User Guide

Everything you need to know to get started with Koali and make the most of your qualitative analysis.

Getting Started

Privacy first Koali runs entirely in your browser. Your documents, codes, and notes are never uploaded anywhere. There is no backend server, no account system, and no data ever leaves your machine. Everything stays in a local folder you control.

Browser requirements

Koali runs entirely in your web browser.
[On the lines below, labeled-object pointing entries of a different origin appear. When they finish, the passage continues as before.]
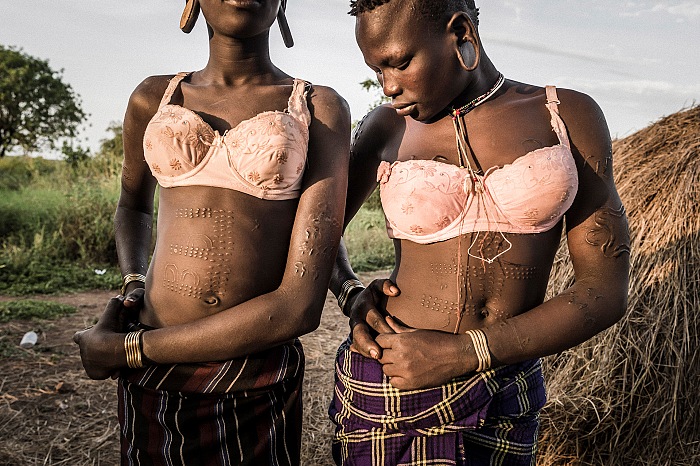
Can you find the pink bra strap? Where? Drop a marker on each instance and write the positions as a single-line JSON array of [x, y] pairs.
[[297, 106], [172, 85], [557, 123]]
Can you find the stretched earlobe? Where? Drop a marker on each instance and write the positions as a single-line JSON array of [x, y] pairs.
[[467, 44], [189, 16], [284, 26], [467, 52]]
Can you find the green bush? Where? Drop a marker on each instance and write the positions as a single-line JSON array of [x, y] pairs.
[[26, 309], [368, 246]]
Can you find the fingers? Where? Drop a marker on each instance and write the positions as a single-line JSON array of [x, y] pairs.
[[376, 320], [389, 288], [134, 298], [363, 342], [397, 326]]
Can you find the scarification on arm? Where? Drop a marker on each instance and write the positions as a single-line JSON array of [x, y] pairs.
[[611, 233]]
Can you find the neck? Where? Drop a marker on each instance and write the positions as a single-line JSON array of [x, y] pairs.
[[480, 81], [238, 61]]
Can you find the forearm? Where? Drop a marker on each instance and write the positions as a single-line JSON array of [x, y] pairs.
[[342, 270], [564, 321], [132, 231]]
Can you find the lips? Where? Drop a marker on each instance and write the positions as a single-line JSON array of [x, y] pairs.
[[404, 109], [243, 3]]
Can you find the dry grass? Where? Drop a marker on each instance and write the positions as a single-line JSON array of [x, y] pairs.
[[628, 396]]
For the best experience, use a Chromium-based browser:

BrowserSupportNotes
Chrome 86+FullRecommended
Edge 86+FullChromium-based
Opera 72+FullChromium-based
FirefoxLimitedNo File System Access API; uses download/upload fallback
SafariLimitedNo File System Access API; uses download/upload fallback
Tip Chrome, Edge, and Opera support the File System Access API, which lets Koali read and write directly to a folder on your computer. Firefox and Safari work but require manual file downloads and uploads instead.

Creating a project

  1. Open Koali in your browser.
  2. On the home screen, enter your display name. This identifies your work in collaborative projects.
  3. Click Create New Project.
  4. Choose a folder on your computer. Koali will store all project data here as plain JSON files.
  5. Give your project a name and optional description.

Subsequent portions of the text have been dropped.